Monday, 13 December 2021

"The Silent Patient" by Alex Michaelides



The last thing I want to review is thrillers. You tell me to review a satire or a short story or postmodern literature and you'd see the words flying outta my mouth. But when it comes to thrillers, I tend to be a conservative. It's not that it's a difficult thing to do. On the contrary, it's too easy that anything you might say in your review might be a spoiler.

Before I could lay my hands on The Silent Patient, I was totally engrossed reading Rian Hughes's XX, so engrossed that I brought it with me to work and forgot to bring it back home. It was the weekend and didn't want to cheat on XX by starting a new book.

But I did...

And once I'm in, I'm all the way in until the very end.

Michaelides provides the perfect formula for how a thriller should be: easy to read, relatively fast-paced, and interesting enough to be a page-turner. As slow and nitpicky as a reader, I found The Silent Patience a captivating tale about love, betrayal, and trying to break free from the cyclical nature of abuse.
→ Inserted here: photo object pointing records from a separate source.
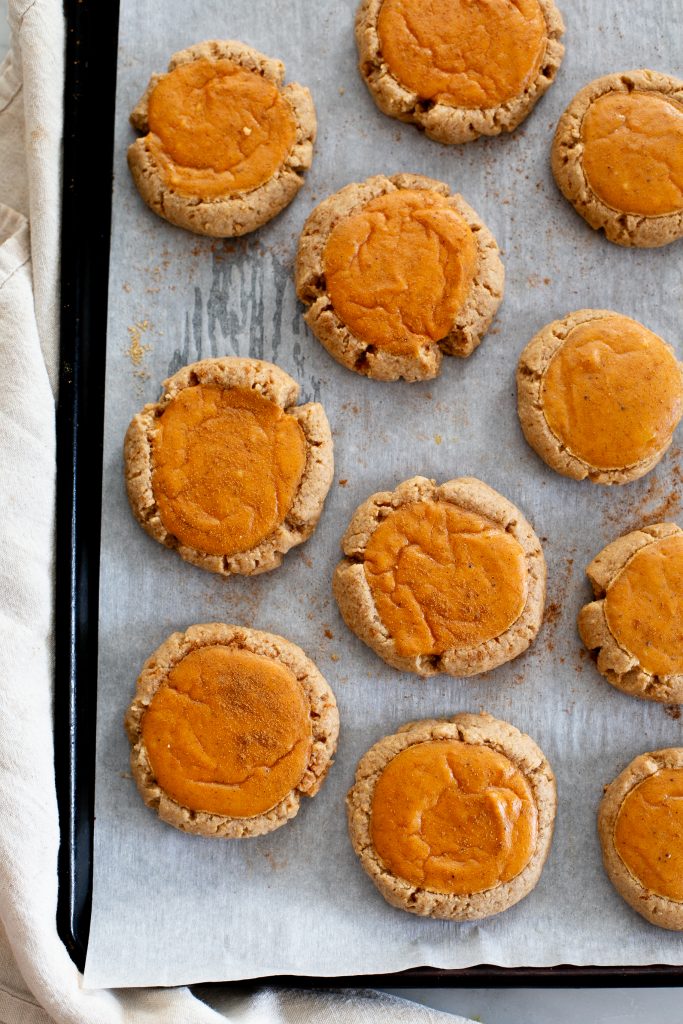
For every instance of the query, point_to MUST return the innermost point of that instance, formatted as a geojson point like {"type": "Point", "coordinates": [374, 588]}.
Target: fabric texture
{"type": "Point", "coordinates": [38, 981]}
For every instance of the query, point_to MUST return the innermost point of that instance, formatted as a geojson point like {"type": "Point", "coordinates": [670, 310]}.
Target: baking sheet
{"type": "Point", "coordinates": [170, 908]}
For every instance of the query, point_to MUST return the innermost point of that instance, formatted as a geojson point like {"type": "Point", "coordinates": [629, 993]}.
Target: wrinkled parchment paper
{"type": "Point", "coordinates": [171, 908]}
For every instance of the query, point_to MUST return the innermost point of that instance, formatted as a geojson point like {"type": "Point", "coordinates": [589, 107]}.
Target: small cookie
{"type": "Point", "coordinates": [640, 824]}
{"type": "Point", "coordinates": [459, 69]}
{"type": "Point", "coordinates": [396, 272]}
{"type": "Point", "coordinates": [454, 818]}
{"type": "Point", "coordinates": [635, 624]}
{"type": "Point", "coordinates": [225, 143]}
{"type": "Point", "coordinates": [617, 157]}
{"type": "Point", "coordinates": [599, 396]}
{"type": "Point", "coordinates": [225, 468]}
{"type": "Point", "coordinates": [441, 579]}
{"type": "Point", "coordinates": [229, 727]}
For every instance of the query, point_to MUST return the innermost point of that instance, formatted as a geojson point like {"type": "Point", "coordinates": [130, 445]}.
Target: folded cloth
{"type": "Point", "coordinates": [38, 981]}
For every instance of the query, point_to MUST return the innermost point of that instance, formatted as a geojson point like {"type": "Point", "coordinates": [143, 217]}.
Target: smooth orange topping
{"type": "Point", "coordinates": [228, 732]}
{"type": "Point", "coordinates": [612, 394]}
{"type": "Point", "coordinates": [441, 578]}
{"type": "Point", "coordinates": [648, 833]}
{"type": "Point", "coordinates": [399, 270]}
{"type": "Point", "coordinates": [454, 817]}
{"type": "Point", "coordinates": [217, 128]}
{"type": "Point", "coordinates": [633, 152]}
{"type": "Point", "coordinates": [227, 464]}
{"type": "Point", "coordinates": [644, 606]}
{"type": "Point", "coordinates": [472, 53]}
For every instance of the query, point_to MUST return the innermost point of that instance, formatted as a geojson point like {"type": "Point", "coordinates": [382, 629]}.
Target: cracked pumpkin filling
{"type": "Point", "coordinates": [227, 732]}
{"type": "Point", "coordinates": [218, 128]}
{"type": "Point", "coordinates": [442, 578]}
{"type": "Point", "coordinates": [644, 606]}
{"type": "Point", "coordinates": [463, 53]}
{"type": "Point", "coordinates": [612, 393]}
{"type": "Point", "coordinates": [454, 817]}
{"type": "Point", "coordinates": [633, 152]}
{"type": "Point", "coordinates": [226, 467]}
{"type": "Point", "coordinates": [399, 270]}
{"type": "Point", "coordinates": [648, 833]}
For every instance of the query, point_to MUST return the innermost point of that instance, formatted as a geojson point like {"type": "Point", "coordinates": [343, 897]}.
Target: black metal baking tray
{"type": "Point", "coordinates": [89, 107]}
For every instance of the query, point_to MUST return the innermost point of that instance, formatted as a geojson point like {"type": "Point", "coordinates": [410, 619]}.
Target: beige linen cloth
{"type": "Point", "coordinates": [38, 981]}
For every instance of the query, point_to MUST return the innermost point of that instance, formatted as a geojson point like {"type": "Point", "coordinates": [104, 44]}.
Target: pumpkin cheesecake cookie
{"type": "Point", "coordinates": [224, 143]}
{"type": "Point", "coordinates": [459, 69]}
{"type": "Point", "coordinates": [635, 624]}
{"type": "Point", "coordinates": [640, 823]}
{"type": "Point", "coordinates": [225, 468]}
{"type": "Point", "coordinates": [454, 818]}
{"type": "Point", "coordinates": [441, 579]}
{"type": "Point", "coordinates": [617, 157]}
{"type": "Point", "coordinates": [229, 727]}
{"type": "Point", "coordinates": [397, 271]}
{"type": "Point", "coordinates": [599, 396]}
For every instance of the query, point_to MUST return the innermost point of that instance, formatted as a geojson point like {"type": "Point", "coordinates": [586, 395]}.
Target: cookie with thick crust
{"type": "Point", "coordinates": [534, 794]}
{"type": "Point", "coordinates": [485, 100]}
{"type": "Point", "coordinates": [657, 855]}
{"type": "Point", "coordinates": [633, 627]}
{"type": "Point", "coordinates": [409, 348]}
{"type": "Point", "coordinates": [275, 128]}
{"type": "Point", "coordinates": [441, 579]}
{"type": "Point", "coordinates": [253, 751]}
{"type": "Point", "coordinates": [599, 396]}
{"type": "Point", "coordinates": [615, 157]}
{"type": "Point", "coordinates": [238, 487]}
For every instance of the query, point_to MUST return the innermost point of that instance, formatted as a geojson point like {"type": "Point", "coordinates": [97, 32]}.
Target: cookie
{"type": "Point", "coordinates": [225, 144]}
{"type": "Point", "coordinates": [617, 157]}
{"type": "Point", "coordinates": [396, 272]}
{"type": "Point", "coordinates": [454, 818]}
{"type": "Point", "coordinates": [599, 396]}
{"type": "Point", "coordinates": [635, 624]}
{"type": "Point", "coordinates": [225, 468]}
{"type": "Point", "coordinates": [459, 69]}
{"type": "Point", "coordinates": [229, 727]}
{"type": "Point", "coordinates": [640, 824]}
{"type": "Point", "coordinates": [441, 579]}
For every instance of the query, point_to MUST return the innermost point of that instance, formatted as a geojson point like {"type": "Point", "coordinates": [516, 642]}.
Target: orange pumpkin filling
{"type": "Point", "coordinates": [454, 817]}
{"type": "Point", "coordinates": [644, 606]}
{"type": "Point", "coordinates": [227, 464]}
{"type": "Point", "coordinates": [612, 393]}
{"type": "Point", "coordinates": [471, 53]}
{"type": "Point", "coordinates": [633, 152]}
{"type": "Point", "coordinates": [441, 578]}
{"type": "Point", "coordinates": [217, 128]}
{"type": "Point", "coordinates": [227, 732]}
{"type": "Point", "coordinates": [648, 833]}
{"type": "Point", "coordinates": [399, 270]}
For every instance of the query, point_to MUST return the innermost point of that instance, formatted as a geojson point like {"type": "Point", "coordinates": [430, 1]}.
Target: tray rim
{"type": "Point", "coordinates": [91, 53]}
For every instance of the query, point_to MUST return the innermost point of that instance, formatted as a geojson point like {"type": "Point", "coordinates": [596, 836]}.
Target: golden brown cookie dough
{"type": "Point", "coordinates": [617, 157]}
{"type": "Point", "coordinates": [635, 624]}
{"type": "Point", "coordinates": [396, 272]}
{"type": "Point", "coordinates": [459, 69]}
{"type": "Point", "coordinates": [225, 144]}
{"type": "Point", "coordinates": [229, 727]}
{"type": "Point", "coordinates": [225, 468]}
{"type": "Point", "coordinates": [454, 818]}
{"type": "Point", "coordinates": [599, 396]}
{"type": "Point", "coordinates": [640, 823]}
{"type": "Point", "coordinates": [441, 579]}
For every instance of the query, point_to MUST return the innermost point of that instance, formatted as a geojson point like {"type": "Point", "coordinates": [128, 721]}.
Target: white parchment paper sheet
{"type": "Point", "coordinates": [171, 908]}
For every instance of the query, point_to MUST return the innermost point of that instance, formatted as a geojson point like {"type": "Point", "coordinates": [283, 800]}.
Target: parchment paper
{"type": "Point", "coordinates": [171, 908]}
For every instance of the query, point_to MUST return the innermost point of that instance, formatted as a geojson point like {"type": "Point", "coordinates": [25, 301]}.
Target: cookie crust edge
{"type": "Point", "coordinates": [479, 729]}
{"type": "Point", "coordinates": [272, 383]}
{"type": "Point", "coordinates": [325, 722]}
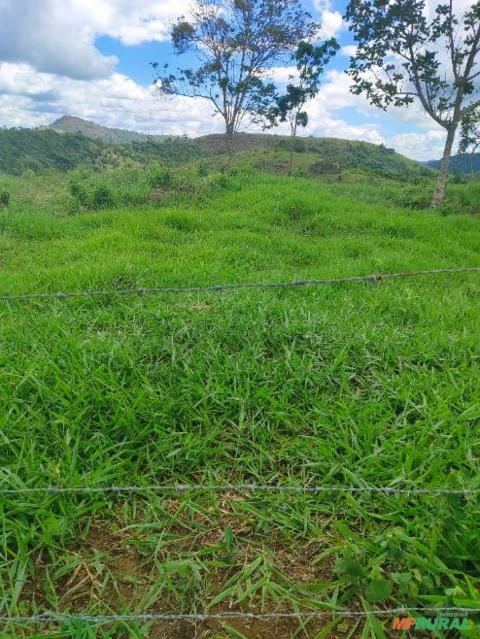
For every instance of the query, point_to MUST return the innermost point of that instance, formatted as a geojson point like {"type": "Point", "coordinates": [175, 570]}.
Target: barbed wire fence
{"type": "Point", "coordinates": [50, 616]}
{"type": "Point", "coordinates": [240, 488]}
{"type": "Point", "coordinates": [219, 288]}
{"type": "Point", "coordinates": [55, 616]}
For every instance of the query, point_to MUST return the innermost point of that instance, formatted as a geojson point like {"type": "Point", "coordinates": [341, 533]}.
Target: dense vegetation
{"type": "Point", "coordinates": [349, 385]}
{"type": "Point", "coordinates": [41, 150]}
{"type": "Point", "coordinates": [461, 164]}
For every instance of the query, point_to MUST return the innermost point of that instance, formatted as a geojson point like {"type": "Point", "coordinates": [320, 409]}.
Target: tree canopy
{"type": "Point", "coordinates": [235, 44]}
{"type": "Point", "coordinates": [408, 52]}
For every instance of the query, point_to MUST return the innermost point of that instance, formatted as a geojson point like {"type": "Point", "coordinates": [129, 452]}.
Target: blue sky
{"type": "Point", "coordinates": [90, 58]}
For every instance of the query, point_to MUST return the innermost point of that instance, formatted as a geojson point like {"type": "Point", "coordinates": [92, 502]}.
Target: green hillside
{"type": "Point", "coordinates": [40, 150]}
{"type": "Point", "coordinates": [44, 149]}
{"type": "Point", "coordinates": [353, 385]}
{"type": "Point", "coordinates": [70, 124]}
{"type": "Point", "coordinates": [462, 164]}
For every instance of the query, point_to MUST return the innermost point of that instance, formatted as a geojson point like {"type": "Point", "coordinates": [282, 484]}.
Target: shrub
{"type": "Point", "coordinates": [202, 170]}
{"type": "Point", "coordinates": [79, 193]}
{"type": "Point", "coordinates": [102, 197]}
{"type": "Point", "coordinates": [161, 179]}
{"type": "Point", "coordinates": [4, 198]}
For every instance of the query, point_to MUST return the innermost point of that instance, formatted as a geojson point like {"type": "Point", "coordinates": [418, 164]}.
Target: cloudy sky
{"type": "Point", "coordinates": [90, 58]}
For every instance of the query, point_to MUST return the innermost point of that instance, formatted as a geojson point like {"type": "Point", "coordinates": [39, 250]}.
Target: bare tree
{"type": "Point", "coordinates": [235, 44]}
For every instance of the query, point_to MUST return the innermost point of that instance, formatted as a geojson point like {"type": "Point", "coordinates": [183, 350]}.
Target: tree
{"type": "Point", "coordinates": [405, 56]}
{"type": "Point", "coordinates": [310, 61]}
{"type": "Point", "coordinates": [235, 44]}
{"type": "Point", "coordinates": [470, 136]}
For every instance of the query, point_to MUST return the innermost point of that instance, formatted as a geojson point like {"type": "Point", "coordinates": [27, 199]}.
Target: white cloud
{"type": "Point", "coordinates": [33, 99]}
{"type": "Point", "coordinates": [349, 50]}
{"type": "Point", "coordinates": [421, 146]}
{"type": "Point", "coordinates": [59, 36]}
{"type": "Point", "coordinates": [332, 24]}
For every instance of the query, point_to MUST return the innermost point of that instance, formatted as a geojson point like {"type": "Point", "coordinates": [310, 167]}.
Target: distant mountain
{"type": "Point", "coordinates": [71, 124]}
{"type": "Point", "coordinates": [462, 164]}
{"type": "Point", "coordinates": [70, 142]}
{"type": "Point", "coordinates": [45, 149]}
{"type": "Point", "coordinates": [319, 155]}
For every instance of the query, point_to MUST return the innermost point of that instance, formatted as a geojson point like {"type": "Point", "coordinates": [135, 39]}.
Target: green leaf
{"type": "Point", "coordinates": [378, 590]}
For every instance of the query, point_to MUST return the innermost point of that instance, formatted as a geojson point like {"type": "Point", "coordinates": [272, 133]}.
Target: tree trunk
{"type": "Point", "coordinates": [441, 188]}
{"type": "Point", "coordinates": [293, 137]}
{"type": "Point", "coordinates": [229, 145]}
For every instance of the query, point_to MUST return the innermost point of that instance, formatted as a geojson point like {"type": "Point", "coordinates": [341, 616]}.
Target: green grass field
{"type": "Point", "coordinates": [351, 385]}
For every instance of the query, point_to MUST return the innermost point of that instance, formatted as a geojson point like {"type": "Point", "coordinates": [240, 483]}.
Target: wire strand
{"type": "Point", "coordinates": [238, 488]}
{"type": "Point", "coordinates": [145, 617]}
{"type": "Point", "coordinates": [376, 278]}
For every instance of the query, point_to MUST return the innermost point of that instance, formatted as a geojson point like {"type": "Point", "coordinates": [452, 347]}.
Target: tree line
{"type": "Point", "coordinates": [407, 52]}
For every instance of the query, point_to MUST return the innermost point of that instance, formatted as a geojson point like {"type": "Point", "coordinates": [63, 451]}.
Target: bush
{"type": "Point", "coordinates": [161, 179]}
{"type": "Point", "coordinates": [202, 170]}
{"type": "Point", "coordinates": [79, 193]}
{"type": "Point", "coordinates": [4, 198]}
{"type": "Point", "coordinates": [102, 197]}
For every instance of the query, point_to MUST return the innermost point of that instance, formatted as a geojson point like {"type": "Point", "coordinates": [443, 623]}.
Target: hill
{"type": "Point", "coordinates": [71, 124]}
{"type": "Point", "coordinates": [86, 143]}
{"type": "Point", "coordinates": [317, 156]}
{"type": "Point", "coordinates": [461, 164]}
{"type": "Point", "coordinates": [44, 149]}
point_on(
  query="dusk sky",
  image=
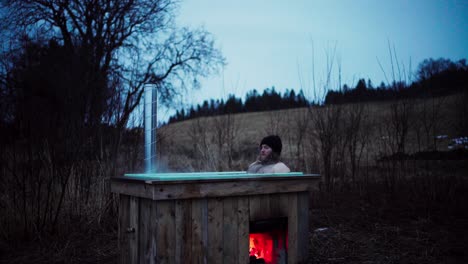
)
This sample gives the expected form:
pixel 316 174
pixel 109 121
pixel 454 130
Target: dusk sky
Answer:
pixel 271 43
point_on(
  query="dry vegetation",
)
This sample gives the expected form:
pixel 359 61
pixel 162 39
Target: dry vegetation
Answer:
pixel 375 204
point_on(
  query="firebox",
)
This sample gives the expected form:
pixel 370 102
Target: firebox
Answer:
pixel 268 241
pixel 230 217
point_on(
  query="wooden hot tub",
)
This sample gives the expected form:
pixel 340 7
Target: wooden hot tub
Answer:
pixel 210 217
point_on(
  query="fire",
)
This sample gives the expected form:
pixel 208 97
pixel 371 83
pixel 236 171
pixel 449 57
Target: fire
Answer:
pixel 269 246
pixel 261 246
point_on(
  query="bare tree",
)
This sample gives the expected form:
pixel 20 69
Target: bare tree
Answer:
pixel 88 60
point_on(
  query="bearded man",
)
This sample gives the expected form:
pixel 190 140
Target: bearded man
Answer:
pixel 268 157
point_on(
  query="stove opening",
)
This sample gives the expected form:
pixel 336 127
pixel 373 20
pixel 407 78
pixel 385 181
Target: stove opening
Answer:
pixel 268 241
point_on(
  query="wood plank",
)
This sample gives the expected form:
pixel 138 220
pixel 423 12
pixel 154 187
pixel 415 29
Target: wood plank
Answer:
pixel 215 232
pixel 147 246
pixel 254 208
pixel 303 226
pixel 124 222
pixel 292 228
pixel 230 230
pixel 199 231
pixel 165 239
pixel 240 187
pixel 183 226
pixel 133 229
pixel 243 230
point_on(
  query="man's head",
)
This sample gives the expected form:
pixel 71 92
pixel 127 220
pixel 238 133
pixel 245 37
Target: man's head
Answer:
pixel 270 148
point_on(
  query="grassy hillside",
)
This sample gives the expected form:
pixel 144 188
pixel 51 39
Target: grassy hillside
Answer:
pixel 378 202
pixel 216 138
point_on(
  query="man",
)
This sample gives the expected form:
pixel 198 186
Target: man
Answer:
pixel 268 158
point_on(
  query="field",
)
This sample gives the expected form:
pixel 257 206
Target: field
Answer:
pixel 394 182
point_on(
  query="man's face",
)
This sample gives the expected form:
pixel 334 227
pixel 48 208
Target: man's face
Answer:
pixel 265 152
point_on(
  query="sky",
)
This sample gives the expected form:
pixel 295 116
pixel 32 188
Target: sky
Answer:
pixel 284 43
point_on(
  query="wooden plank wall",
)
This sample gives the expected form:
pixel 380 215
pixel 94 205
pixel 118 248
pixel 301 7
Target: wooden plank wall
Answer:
pixel 206 230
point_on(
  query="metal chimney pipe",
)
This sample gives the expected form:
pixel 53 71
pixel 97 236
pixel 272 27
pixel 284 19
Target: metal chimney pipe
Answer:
pixel 150 113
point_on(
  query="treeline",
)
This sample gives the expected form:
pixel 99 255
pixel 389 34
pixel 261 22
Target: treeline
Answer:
pixel 269 100
pixel 433 78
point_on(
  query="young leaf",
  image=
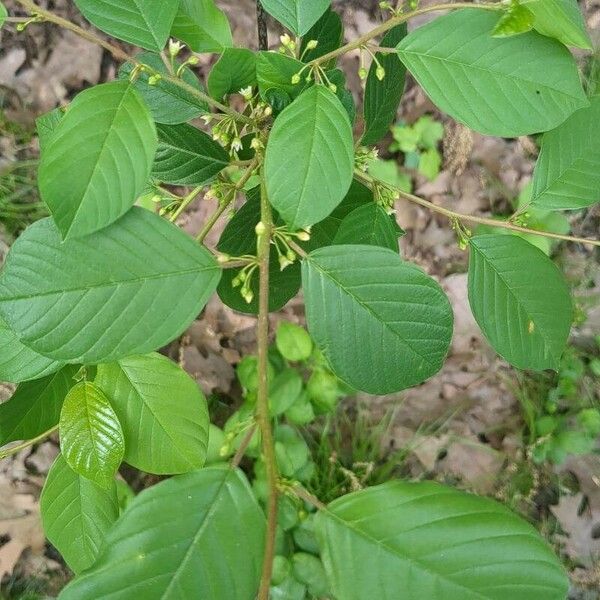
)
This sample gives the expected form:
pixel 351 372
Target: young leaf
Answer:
pixel 202 26
pixel 183 520
pixel 35 406
pixel 76 514
pixel 498 86
pixel 328 32
pixel 91 438
pixel 187 156
pixel 103 147
pixel 145 23
pixel 46 125
pixel 567 174
pixel 397 321
pixel 369 225
pixel 382 97
pixel 128 289
pixel 314 135
pixel 297 15
pixel 162 412
pixel 234 71
pixel 560 19
pixel 239 238
pixel 169 103
pixel 434 542
pixel 520 300
pixel 20 363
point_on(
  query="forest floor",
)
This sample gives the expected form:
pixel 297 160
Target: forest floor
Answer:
pixel 466 426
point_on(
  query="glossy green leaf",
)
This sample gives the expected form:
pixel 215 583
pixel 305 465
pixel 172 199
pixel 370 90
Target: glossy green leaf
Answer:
pixel 297 15
pixel 46 125
pixel 328 32
pixel 202 26
pixel 293 342
pixel 20 363
pixel 520 300
pixel 382 97
pixel 76 514
pixel 199 535
pixel 162 411
pixel 274 73
pixel 35 406
pixel 314 135
pixel 369 225
pixel 239 238
pixel 560 19
pixel 567 174
pixel 128 289
pixel 187 156
pixel 145 23
pixel 103 147
pixel 397 321
pixel 498 86
pixel 234 71
pixel 91 438
pixel 434 542
pixel 168 103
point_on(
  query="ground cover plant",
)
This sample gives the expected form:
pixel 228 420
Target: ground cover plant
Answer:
pixel 90 294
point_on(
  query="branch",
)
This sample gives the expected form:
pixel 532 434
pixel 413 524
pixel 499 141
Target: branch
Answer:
pixel 262 396
pixel 397 20
pixel 16 449
pixel 121 55
pixel 473 219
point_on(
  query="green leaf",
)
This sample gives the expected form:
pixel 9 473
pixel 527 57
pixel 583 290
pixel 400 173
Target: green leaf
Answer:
pixel 76 514
pixel 297 15
pixel 187 156
pixel 46 125
pixel 168 103
pixel 369 225
pixel 397 321
pixel 144 23
pixel 91 438
pixel 202 26
pixel 293 342
pixel 128 289
pixel 239 238
pixel 520 300
pixel 515 20
pixel 382 98
pixel 498 86
pixel 202 538
pixel 314 135
pixel 234 71
pixel 328 32
pixel 274 73
pixel 162 411
pixel 20 363
pixel 560 19
pixel 98 160
pixel 35 406
pixel 434 542
pixel 567 174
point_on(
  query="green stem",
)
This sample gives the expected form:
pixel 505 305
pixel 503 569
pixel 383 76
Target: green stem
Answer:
pixel 397 20
pixel 262 396
pixel 474 219
pixel 119 54
pixel 16 449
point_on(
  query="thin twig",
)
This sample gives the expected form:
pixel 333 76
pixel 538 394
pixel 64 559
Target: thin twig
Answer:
pixel 397 20
pixel 451 214
pixel 16 449
pixel 121 55
pixel 262 395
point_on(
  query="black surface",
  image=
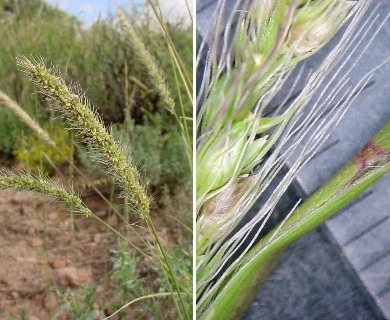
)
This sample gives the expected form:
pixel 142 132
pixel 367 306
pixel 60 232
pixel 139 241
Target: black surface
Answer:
pixel 312 282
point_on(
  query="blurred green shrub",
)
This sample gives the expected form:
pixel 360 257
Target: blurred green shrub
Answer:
pixel 10 130
pixel 35 154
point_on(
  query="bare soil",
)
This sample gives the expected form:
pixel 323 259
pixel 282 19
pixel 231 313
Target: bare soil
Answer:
pixel 42 251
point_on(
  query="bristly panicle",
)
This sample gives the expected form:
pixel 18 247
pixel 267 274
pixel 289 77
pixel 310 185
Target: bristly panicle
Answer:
pixel 78 111
pixel 44 185
pixel 154 72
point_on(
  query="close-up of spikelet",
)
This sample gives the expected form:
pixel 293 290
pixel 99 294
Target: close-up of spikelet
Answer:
pixel 260 122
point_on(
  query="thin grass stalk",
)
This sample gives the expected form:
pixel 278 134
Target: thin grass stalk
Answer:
pixel 179 63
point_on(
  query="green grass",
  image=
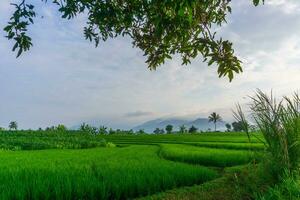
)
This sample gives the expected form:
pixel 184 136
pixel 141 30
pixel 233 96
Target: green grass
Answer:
pixel 206 156
pixel 227 145
pixel 183 138
pixel 103 173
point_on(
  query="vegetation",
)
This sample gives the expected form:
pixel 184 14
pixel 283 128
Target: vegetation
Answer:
pixel 169 129
pixel 279 123
pixel 159 28
pixel 214 117
pixel 107 173
pixel 13 125
pixel 193 129
pixel 203 156
pixel 232 165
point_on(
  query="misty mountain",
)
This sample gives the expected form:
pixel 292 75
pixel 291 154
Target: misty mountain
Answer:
pixel 200 123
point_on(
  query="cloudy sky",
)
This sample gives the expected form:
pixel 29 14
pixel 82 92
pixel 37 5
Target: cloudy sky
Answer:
pixel 64 79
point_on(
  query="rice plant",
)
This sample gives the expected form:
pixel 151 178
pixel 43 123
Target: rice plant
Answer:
pixel 279 123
The book is about a woman who kills her husband in cold blood and remains silent for many years after the murder. Due to her mental state, she's admitted to a psych ward. Her new psychotherapist, the narrator, tries to break her vow of silence.

What I like about the story:
a)    how short the chapters are, 
b) how descriptively limited the diction is, how accessible and relatable it is to the readers. Michaelides doesn't use big, fancy words to exhibit some kind of intellectual superiority. And at the same time, he manages to capture the feeling of the setting and the characters inhabiting it. The prose feels like an impressionistic painting that focuses on the feeling or impression with a couple of brushstrokes on a canvas, 
c)    the plot that keeps on turning and twisting, catching my attention until the last page. 

Overall, reading The Silent Patience was an experience that felt like reading Gone Girl, or watching Shutter Island, but it's unique in its own way. Yes, it borrows from its genre, but it comes out with something original, beautiful, yes, but also disturbing... like really, really disturbing.